It is the policy of the University of Nebraska Medical Center (UNMC) to establish guidelines for use of facsimile machines to safeguard confidential information.

Policy

  1. Confidential information, including protected health information and proprietary information, may be transmitted via facsimile if reasonable safeguards are applied to protect such information from inappropriate use or disclosure.
  2. Accompany each transmission with a cover letter that includes:
    • Date/time of transmission
    • Sender’s and receiver’s first and last name
    • Address
    • Telephone number and fax number
    • Number of pages
    • Confidentiality statement (see example below)

      This communication, along with any attachments, is intended only for the use of the individual or entity to which it is addressed and may contain information that is privileged and confidential.
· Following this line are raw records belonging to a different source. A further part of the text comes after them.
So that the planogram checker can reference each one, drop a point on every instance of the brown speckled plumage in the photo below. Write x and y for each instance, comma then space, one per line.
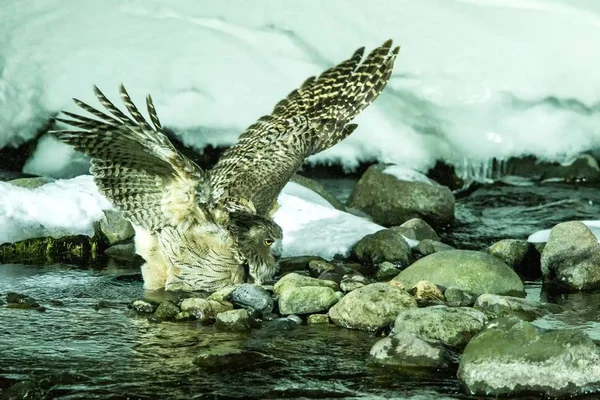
197, 229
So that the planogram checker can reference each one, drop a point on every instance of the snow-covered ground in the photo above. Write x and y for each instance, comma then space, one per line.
474, 79
311, 226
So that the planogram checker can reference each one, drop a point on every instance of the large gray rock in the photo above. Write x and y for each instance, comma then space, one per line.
513, 356
385, 245
571, 258
407, 351
391, 201
297, 280
115, 227
371, 307
495, 306
306, 300
471, 271
452, 326
417, 229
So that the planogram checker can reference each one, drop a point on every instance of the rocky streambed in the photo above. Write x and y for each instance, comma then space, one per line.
471, 311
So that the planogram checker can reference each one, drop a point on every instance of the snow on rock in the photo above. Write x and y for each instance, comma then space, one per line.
60, 208
474, 78
543, 235
311, 226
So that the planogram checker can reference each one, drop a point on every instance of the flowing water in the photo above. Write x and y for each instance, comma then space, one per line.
88, 345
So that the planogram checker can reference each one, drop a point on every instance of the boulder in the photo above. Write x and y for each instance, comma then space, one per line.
571, 258
392, 201
306, 300
514, 357
451, 326
296, 280
408, 351
495, 306
115, 227
371, 307
470, 271
386, 245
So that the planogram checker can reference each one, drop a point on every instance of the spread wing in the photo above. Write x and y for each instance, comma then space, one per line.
135, 166
310, 119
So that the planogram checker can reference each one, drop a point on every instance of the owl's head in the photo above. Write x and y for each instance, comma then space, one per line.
259, 241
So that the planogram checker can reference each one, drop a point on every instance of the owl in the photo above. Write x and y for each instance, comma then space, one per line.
206, 229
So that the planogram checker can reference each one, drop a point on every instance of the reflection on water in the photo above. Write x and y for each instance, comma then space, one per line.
93, 347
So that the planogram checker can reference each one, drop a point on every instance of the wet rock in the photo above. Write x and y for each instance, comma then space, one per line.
428, 246
115, 227
306, 300
319, 189
253, 298
417, 229
124, 252
18, 300
223, 294
27, 389
296, 264
456, 297
408, 351
511, 251
236, 320
471, 271
199, 308
166, 311
513, 357
371, 307
391, 201
352, 282
426, 294
317, 319
297, 280
227, 359
571, 258
143, 306
31, 183
453, 326
318, 267
495, 306
385, 245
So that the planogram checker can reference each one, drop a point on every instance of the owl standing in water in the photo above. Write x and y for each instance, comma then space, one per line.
201, 230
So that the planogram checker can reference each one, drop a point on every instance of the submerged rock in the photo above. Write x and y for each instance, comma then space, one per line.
513, 357
297, 280
391, 201
306, 300
408, 351
417, 229
571, 258
386, 245
371, 307
166, 311
428, 246
253, 298
451, 326
495, 306
115, 227
471, 271
236, 320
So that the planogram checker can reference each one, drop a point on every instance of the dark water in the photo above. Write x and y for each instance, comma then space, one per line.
93, 347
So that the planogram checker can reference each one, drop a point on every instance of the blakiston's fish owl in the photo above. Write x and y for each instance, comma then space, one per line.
196, 229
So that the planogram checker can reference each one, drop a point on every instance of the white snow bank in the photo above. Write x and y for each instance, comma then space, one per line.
543, 235
475, 78
311, 226
64, 207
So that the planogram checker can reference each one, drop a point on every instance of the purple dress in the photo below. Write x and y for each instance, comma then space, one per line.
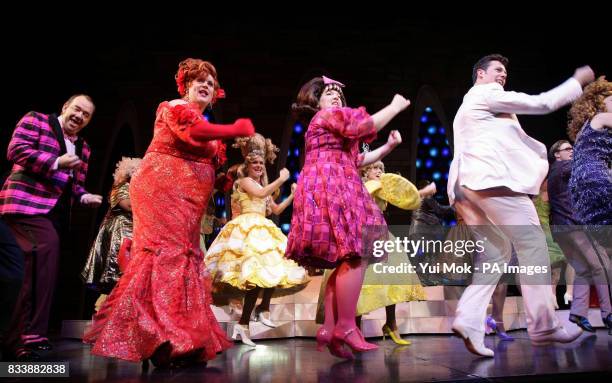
591, 181
332, 210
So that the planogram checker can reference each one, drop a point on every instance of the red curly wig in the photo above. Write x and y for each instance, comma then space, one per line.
192, 69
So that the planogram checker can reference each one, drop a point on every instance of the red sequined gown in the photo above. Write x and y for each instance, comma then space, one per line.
165, 293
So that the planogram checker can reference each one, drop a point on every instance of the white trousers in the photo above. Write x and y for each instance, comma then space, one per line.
505, 219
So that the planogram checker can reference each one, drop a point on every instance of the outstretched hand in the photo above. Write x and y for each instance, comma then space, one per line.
400, 103
584, 75
284, 174
395, 138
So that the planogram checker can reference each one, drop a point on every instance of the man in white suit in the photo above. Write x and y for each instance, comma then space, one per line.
496, 166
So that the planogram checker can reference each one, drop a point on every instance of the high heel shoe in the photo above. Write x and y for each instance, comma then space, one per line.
356, 343
242, 332
395, 337
474, 340
264, 317
324, 338
582, 322
608, 323
493, 326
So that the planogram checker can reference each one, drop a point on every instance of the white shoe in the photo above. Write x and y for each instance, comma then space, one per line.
241, 332
264, 317
561, 335
474, 340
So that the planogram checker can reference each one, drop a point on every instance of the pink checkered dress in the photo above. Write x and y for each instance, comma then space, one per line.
332, 207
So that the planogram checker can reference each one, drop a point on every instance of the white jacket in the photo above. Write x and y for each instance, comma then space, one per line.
491, 148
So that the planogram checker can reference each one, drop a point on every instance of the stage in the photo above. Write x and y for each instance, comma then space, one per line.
428, 358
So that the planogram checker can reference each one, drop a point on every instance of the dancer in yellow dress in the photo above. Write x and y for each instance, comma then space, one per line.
249, 252
382, 289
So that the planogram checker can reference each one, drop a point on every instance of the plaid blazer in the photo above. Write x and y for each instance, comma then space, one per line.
33, 187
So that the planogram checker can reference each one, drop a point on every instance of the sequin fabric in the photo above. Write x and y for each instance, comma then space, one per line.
164, 295
101, 271
332, 208
591, 182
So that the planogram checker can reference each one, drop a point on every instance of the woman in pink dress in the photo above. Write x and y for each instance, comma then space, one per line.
332, 210
160, 309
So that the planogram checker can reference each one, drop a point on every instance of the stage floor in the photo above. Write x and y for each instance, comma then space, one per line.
428, 358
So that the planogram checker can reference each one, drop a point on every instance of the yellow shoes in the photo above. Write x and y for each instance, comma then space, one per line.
395, 337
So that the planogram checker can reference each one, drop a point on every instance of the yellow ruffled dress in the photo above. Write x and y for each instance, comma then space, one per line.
249, 250
383, 289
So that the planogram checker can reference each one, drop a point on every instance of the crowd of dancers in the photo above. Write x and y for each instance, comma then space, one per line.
156, 276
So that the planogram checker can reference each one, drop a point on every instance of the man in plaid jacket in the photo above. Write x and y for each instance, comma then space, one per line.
48, 175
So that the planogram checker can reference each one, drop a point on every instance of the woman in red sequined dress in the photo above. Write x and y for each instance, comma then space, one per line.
160, 309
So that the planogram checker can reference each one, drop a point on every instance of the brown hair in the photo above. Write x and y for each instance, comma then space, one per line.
193, 69
588, 105
484, 62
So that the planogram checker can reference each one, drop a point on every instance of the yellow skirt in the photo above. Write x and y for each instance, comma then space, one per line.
250, 251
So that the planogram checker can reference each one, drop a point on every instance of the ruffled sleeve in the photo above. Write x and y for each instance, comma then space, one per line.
186, 122
119, 193
348, 122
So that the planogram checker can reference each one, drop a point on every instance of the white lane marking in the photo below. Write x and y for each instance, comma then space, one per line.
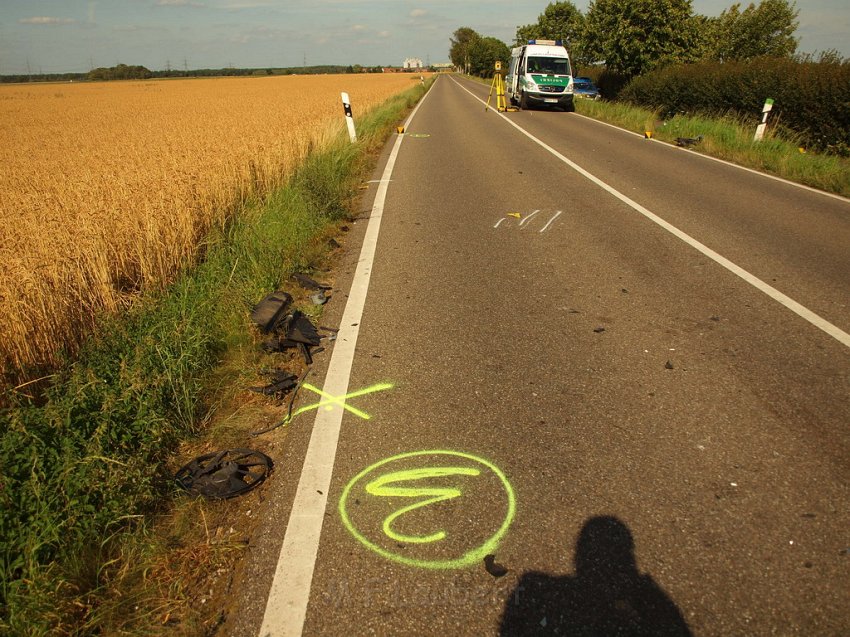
549, 223
286, 608
834, 331
722, 161
521, 223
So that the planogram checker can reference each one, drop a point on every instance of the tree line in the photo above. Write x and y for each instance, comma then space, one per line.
127, 72
632, 37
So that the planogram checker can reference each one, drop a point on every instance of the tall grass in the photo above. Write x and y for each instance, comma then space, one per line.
731, 138
81, 470
109, 189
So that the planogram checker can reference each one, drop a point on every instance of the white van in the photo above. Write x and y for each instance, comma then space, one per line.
540, 75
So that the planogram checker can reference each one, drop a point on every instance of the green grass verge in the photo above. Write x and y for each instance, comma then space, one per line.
732, 140
83, 468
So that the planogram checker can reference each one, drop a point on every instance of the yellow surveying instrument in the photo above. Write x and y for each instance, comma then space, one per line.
498, 85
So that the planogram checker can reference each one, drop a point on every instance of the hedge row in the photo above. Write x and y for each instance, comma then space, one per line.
811, 99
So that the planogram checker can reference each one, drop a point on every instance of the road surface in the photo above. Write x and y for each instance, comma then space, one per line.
585, 383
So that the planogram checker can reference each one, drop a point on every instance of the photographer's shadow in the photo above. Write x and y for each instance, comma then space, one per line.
606, 596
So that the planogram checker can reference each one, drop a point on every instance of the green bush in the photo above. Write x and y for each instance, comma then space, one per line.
811, 99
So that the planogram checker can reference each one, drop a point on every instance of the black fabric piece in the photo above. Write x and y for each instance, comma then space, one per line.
301, 330
270, 312
308, 283
282, 383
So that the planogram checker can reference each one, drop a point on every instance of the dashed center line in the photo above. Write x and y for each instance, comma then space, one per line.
800, 310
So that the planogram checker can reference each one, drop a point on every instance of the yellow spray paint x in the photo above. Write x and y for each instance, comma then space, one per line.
330, 401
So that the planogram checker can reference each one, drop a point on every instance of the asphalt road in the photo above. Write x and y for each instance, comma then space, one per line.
644, 441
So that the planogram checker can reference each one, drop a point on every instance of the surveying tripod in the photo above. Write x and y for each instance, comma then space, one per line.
498, 85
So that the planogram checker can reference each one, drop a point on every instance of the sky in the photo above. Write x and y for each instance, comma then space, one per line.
56, 36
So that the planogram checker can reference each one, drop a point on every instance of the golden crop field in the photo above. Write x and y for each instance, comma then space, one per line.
108, 188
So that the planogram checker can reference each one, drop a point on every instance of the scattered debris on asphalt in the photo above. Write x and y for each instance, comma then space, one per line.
224, 474
493, 567
269, 312
685, 142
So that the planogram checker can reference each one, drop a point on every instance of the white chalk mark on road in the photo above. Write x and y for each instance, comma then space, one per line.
800, 310
521, 223
549, 223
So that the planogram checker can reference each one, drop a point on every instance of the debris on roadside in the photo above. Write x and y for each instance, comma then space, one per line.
319, 298
282, 382
269, 312
685, 142
224, 474
309, 283
298, 333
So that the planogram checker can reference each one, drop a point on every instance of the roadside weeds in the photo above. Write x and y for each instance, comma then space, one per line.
96, 537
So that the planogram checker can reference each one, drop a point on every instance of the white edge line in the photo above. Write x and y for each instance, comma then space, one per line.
722, 161
286, 608
557, 214
521, 223
837, 333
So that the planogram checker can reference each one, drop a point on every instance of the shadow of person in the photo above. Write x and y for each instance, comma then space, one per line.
606, 596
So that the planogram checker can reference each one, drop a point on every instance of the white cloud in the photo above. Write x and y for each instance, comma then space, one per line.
46, 20
178, 3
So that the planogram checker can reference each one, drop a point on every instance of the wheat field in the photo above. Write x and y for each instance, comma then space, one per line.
109, 188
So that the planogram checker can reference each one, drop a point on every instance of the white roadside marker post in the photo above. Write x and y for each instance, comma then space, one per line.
349, 119
768, 106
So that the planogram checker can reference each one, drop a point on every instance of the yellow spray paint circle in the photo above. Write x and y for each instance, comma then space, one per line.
398, 490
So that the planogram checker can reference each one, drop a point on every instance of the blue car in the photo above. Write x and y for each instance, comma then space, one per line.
584, 87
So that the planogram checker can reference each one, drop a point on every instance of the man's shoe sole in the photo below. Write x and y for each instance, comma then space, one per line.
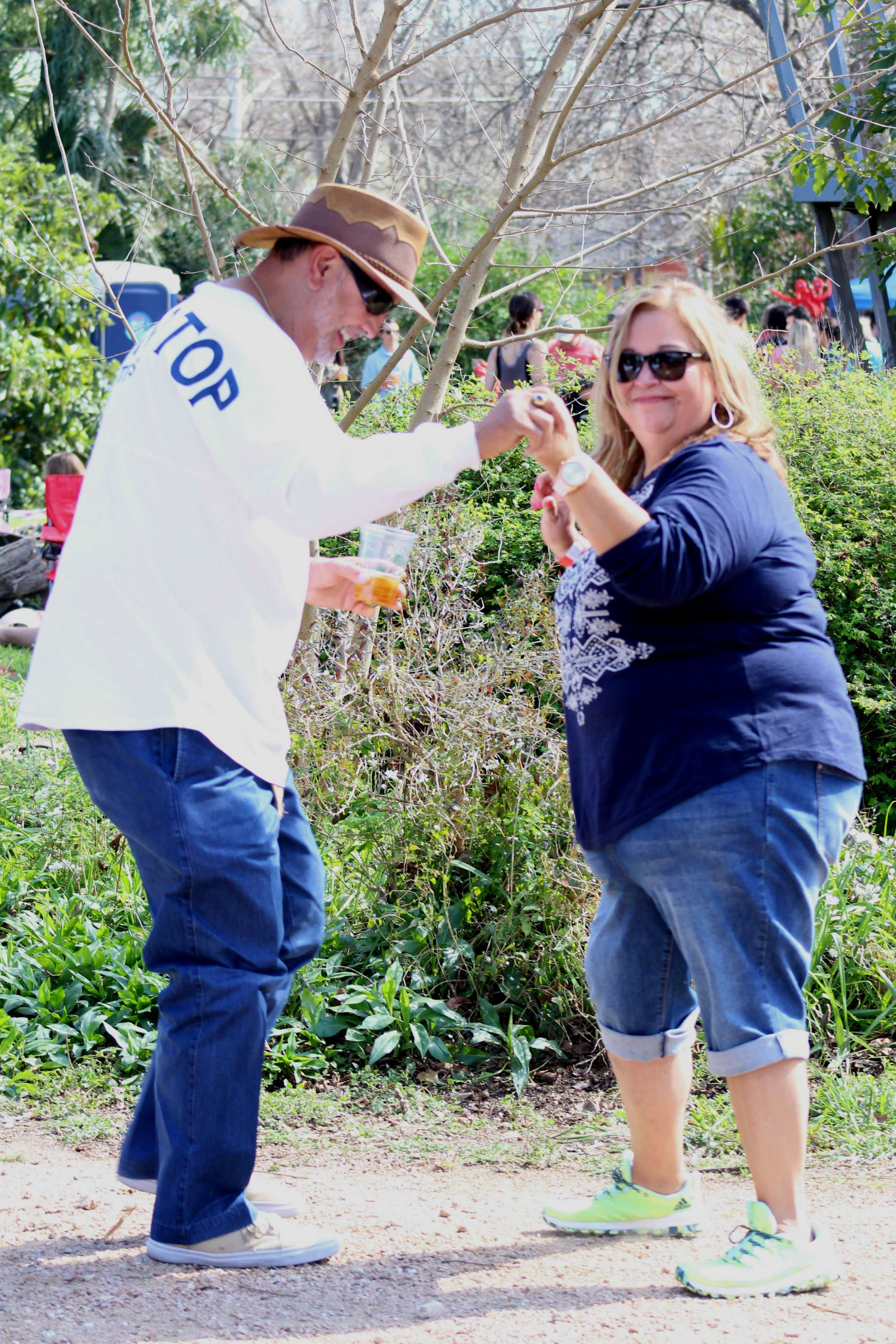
148, 1187
644, 1228
172, 1254
780, 1288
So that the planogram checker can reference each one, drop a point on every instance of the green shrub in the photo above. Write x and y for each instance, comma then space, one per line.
839, 437
458, 902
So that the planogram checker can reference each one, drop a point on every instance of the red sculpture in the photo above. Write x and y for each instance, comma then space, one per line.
812, 297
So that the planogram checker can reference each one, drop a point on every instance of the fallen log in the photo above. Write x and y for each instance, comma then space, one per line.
22, 569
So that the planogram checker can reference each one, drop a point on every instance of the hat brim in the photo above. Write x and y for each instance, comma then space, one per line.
268, 234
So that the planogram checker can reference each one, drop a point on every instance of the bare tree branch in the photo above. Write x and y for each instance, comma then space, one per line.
85, 236
182, 158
If you are not the intended recipient of this communication, or the employee or agent responsible for delivering the communication to the intended recipient, you have received this communication in error and are prohibited from reading, printing, or disclosing any of the information contained in it. If you have received this communication in error, please notify the sender immediately by telephone to arrange for the return or destruction of these documents and please permanently delete and destroy this communication."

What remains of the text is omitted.